WVU SoM has directly benefited by recruiting talented students from this community. This continued international participation follows WVU’s global engagement mission “to build pathways for the exchange of knowledge and opportunity between the state, the nation, and the world."

KPI International Summer School

Student Spotlight

Danielle Doll, PhD

Danielle Doll, PhD

A West Virginia native, I graduated from WVU with a Bachelor of Science in Biology, summa cum laude and with honors. I am currently a post-doctoral fellow in the Simpkins lab, continuing my research project on the effects of the immune system on stroke.

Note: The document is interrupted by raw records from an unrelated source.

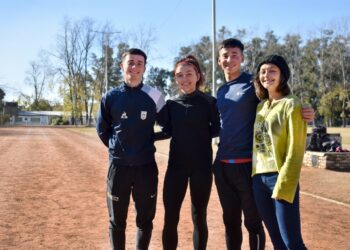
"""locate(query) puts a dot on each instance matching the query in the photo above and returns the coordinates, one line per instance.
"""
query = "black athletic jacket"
(125, 123)
(192, 122)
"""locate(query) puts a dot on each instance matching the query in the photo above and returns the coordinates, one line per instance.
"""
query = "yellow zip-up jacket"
(279, 143)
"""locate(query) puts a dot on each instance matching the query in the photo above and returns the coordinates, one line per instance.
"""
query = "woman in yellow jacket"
(279, 144)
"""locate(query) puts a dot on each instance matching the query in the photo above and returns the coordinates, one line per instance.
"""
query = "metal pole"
(106, 60)
(105, 37)
(213, 88)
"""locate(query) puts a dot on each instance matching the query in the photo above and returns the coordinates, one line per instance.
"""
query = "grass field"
(344, 132)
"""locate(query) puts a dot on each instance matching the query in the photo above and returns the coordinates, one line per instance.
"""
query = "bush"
(59, 121)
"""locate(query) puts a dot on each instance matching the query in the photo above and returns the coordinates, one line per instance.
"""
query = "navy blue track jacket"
(125, 123)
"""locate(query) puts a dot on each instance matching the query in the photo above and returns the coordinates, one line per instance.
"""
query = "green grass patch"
(344, 133)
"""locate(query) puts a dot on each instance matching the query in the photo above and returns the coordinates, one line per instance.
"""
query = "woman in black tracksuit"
(192, 120)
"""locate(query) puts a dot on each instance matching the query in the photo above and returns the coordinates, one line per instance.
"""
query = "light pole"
(105, 41)
(213, 91)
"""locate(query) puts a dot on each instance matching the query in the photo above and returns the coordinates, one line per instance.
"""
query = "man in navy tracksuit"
(125, 125)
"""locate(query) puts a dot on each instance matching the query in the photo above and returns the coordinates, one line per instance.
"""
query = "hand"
(308, 114)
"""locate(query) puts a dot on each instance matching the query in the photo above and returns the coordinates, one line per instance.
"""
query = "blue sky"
(28, 26)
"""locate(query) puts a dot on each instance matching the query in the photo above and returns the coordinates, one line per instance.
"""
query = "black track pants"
(141, 182)
(175, 186)
(234, 186)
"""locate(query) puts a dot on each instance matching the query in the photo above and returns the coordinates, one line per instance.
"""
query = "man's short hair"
(134, 51)
(231, 43)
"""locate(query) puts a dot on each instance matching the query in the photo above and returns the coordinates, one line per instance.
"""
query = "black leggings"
(175, 186)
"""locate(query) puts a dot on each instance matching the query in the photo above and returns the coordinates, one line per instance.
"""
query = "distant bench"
(339, 161)
(332, 136)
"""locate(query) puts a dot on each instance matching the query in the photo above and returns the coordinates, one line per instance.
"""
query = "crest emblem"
(143, 115)
(124, 116)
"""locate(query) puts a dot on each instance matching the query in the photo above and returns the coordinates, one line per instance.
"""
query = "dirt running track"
(52, 196)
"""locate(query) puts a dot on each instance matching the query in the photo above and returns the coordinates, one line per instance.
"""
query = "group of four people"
(125, 125)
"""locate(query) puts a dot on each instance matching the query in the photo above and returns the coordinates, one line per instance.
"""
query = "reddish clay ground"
(52, 183)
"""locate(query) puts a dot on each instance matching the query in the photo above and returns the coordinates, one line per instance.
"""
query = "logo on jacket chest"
(124, 115)
(143, 115)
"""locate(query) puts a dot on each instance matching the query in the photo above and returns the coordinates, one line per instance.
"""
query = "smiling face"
(133, 67)
(230, 60)
(270, 77)
(186, 77)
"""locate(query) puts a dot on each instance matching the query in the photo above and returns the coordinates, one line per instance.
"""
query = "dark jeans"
(234, 186)
(281, 218)
(175, 186)
(141, 182)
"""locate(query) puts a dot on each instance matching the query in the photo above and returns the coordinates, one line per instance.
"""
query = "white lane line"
(325, 199)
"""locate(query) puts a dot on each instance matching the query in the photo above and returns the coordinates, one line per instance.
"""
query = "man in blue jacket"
(125, 124)
(236, 102)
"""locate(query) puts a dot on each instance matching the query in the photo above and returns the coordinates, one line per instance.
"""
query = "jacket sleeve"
(214, 119)
(103, 126)
(163, 120)
(289, 173)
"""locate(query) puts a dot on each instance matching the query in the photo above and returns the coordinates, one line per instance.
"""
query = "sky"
(30, 26)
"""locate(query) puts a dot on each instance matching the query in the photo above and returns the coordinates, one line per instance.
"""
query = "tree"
(158, 78)
(73, 50)
(2, 96)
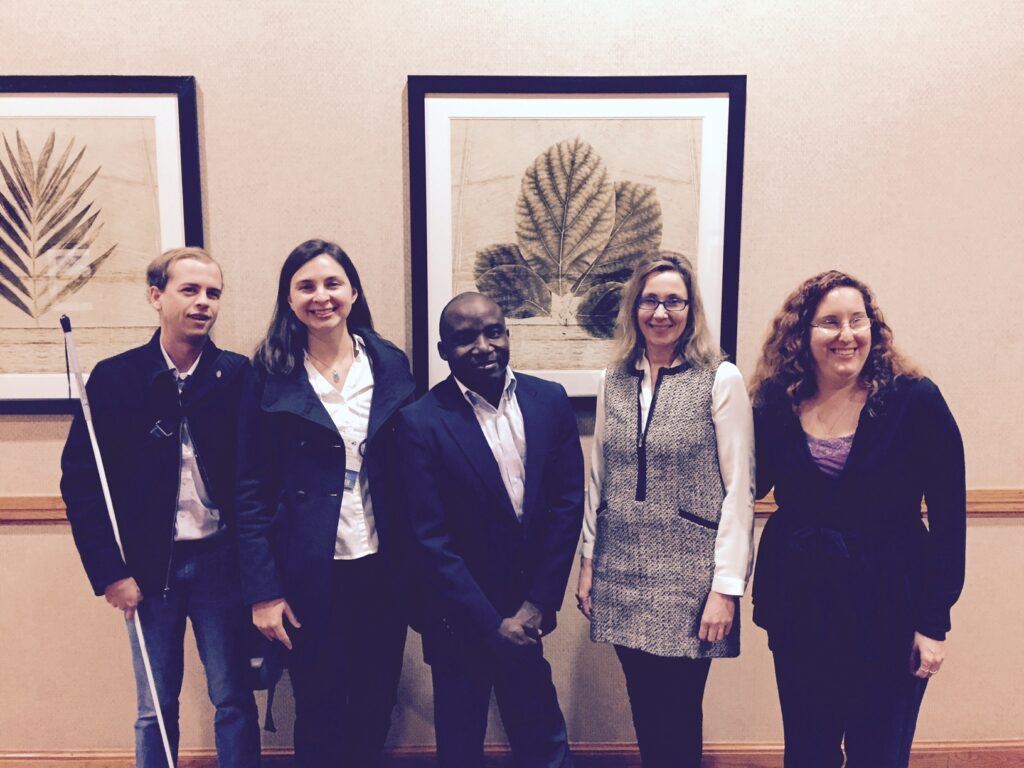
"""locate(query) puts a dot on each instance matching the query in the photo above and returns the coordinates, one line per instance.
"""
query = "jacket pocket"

Stroke is the 4th leading cause of death and leading cause of disability in the United States. During stroke and infection, cytokines, a component of your immune system, are increased.  One cytokine that is increased is TNF-alpha.  My research focuses on the effects of this cytokine on mitochondrial function.  Mitochondria are the powerhouses of the cell and provide cells with energy.  A decrease in mitochondrial function can result in profound cell death.  I found that TNF-alpha rapidly and profoundly decreases mitochondrial function in neurons.  This is an important observation because the increase in TNF-alpha after stroke can result in the death of neurons, which contributes to more brain damage after stroke.  Understanding how TNF-alpha affects mitochondria and contributes to neuronal cell death provides us with a possible therapeutic target to decrease the amount of brain damage after stroke.

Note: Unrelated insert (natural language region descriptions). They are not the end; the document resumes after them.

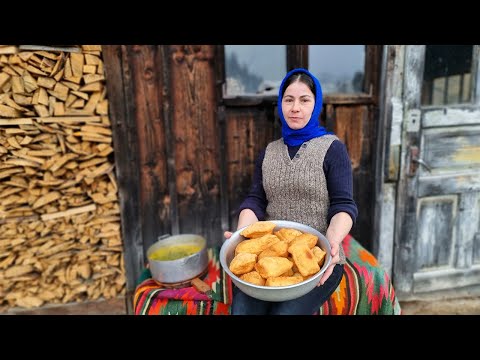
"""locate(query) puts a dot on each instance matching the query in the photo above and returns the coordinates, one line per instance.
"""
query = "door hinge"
(412, 120)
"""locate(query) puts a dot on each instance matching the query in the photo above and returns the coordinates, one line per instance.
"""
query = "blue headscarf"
(312, 129)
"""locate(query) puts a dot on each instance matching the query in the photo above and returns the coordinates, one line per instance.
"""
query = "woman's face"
(297, 105)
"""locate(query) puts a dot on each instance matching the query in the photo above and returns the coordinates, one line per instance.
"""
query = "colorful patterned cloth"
(365, 289)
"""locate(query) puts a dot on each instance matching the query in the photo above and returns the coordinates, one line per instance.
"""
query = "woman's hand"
(335, 259)
(340, 225)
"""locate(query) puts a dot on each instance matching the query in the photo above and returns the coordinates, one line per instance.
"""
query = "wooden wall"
(185, 160)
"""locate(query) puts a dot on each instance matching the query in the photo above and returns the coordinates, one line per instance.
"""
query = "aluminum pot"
(278, 293)
(179, 270)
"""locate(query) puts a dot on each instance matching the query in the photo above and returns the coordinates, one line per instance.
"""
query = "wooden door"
(438, 244)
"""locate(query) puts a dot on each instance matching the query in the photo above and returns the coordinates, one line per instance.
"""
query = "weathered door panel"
(439, 202)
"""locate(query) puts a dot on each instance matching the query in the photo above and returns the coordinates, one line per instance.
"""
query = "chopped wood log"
(60, 234)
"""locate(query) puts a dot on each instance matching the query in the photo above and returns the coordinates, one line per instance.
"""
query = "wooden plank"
(122, 114)
(196, 143)
(406, 216)
(155, 218)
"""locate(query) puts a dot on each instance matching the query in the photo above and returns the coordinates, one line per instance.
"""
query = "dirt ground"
(460, 306)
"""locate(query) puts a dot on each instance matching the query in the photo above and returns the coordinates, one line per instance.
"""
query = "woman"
(305, 176)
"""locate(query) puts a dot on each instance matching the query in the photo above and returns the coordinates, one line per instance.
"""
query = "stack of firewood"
(60, 238)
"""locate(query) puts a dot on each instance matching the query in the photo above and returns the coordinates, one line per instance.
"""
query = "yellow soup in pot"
(174, 252)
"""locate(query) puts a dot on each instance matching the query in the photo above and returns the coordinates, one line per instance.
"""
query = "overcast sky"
(270, 60)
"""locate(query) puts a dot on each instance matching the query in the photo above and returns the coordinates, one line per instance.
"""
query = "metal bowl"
(277, 293)
(179, 270)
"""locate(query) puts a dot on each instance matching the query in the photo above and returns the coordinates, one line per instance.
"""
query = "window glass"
(254, 69)
(340, 68)
(447, 74)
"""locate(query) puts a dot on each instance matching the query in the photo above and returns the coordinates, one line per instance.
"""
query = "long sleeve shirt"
(338, 173)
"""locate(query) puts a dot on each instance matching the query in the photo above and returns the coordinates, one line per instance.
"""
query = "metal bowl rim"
(159, 244)
(284, 223)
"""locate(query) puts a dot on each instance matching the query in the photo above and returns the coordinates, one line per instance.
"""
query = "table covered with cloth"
(365, 289)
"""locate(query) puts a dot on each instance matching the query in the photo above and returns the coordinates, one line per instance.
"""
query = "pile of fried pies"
(276, 258)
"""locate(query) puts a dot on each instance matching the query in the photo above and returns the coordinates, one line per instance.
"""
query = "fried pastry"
(278, 249)
(253, 277)
(304, 258)
(283, 280)
(319, 254)
(273, 266)
(243, 263)
(287, 234)
(258, 229)
(257, 245)
(309, 239)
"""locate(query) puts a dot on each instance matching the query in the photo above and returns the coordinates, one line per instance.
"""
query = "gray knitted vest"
(296, 189)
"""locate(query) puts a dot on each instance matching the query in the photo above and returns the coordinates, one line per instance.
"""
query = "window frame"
(297, 56)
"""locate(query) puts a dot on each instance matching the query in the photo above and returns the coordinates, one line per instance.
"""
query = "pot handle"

Currently, there is only one FDA approved therapeutic for stroke, tissue plasminogen activator (tPA).  With stroke being such a burden not only in the United States but worldwide, new therapeutic targets are critical.  Moreover, infection is now recognized as a risk factor for stroke, but clinically it is not well understood how an infection prior to stroke can affect outcome.  I studied the effects of administering a bacterial infection mimic, lipopolysaccharide (LPS) prior to stroke on infarct size and post-stroke behavioral outcome.  I hypothesized that the bacterial infection mimic would increase infarct size and that, post-stroke, the bacterial infection would exacerbate stroke-induced functional deficits due to the increase in cytokines, such as TNF-alpha, that negatively affect neuronal mitochondrial function and cell viability.  I found that in fact a bacterial infection mimic (LPS) increases infarct size, exacerbates sickness behavior, and worsens neurological deficits.  A possible mechanism may be decreased mitochondrial function, which highlights mitochondria as a possible therapeutic target for stroke.

As a post-doctoral fellow in Dr. Simpkins’s lab, I'm continuing my project on the effects of the immune system on stroke and learning molecular techniques to increase my current skill set.   I want to pursue a career in industry.  Ideally, I would like to work in a lab at a pharmaceutical company, and then eventually progress my career at the company to work closely with the FDA.